Well, as of this writing, Hughes’ effort is on hold. Shame. I really wanted to resolve this round-Earth/flat-Earth thing that has weighed so heavily on so many minds. And maybe Mike Hughes, while he’s up there on some even higher flight path, might be able to resolve the lights-in-the-sky problem. Or maybe he could go to the moon to see whether or not it houses Selenites.
What is it about the contemporary mind that makes it refuse to accept demonstrable realities in favor of speculations run wild. Is it laziness? Is it mere gullibility, as “they” might say, “run wild”? Is there an unjustified hopefulness that all opinions great or small will someday bear the weight of substantiation?
And what in your (or my) brain is analogous? What mere and strange speculation governs belief and behavior while we wait for substantiation? Is it possible that even sophisticated twenty-first century scientists have their own version of a flat Earth? Think “string theory” and "string theorists." There’s no experiment yet that can verify the "theory," but there are many physicists whose careers hang on those strings. Are they like Wilkins or Hughes? Isn’t that ironic: Scientists holding onto a strange opinion in hopes that since other opinions have been verified theirs will someday also be verified.

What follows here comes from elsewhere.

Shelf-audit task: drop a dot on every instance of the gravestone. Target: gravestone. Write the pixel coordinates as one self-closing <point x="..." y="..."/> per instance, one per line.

The narrator of that series on ancient aliens often makes reference to UFO experts and ancient alien researchers, often without naming one specifically—unless it’s Erich Anton Paul von Däniken, author of Chariots of the Gods. Today, there seems to be little danger in speculation that contradicts archaeology, astronomy, physics, geology, and chemistry. Since so many hold the notion that science isn’t ultimately verifiable because scientists have continued to refine what we know on different levels of resolution, no strange opinion is off limits. No Inquisition is around to torch a speculator no matter how unsubstantiated the speculation. For many, a round Earth is just an opinion. Almost anything goes; one just has to propose a strange speculation to get attention, followers, a book, or even a TV program.
Looking for a flat Earth, Selenites, Loch Ness monsters, strings, or ancient aliens? No belief turns speculation into fact.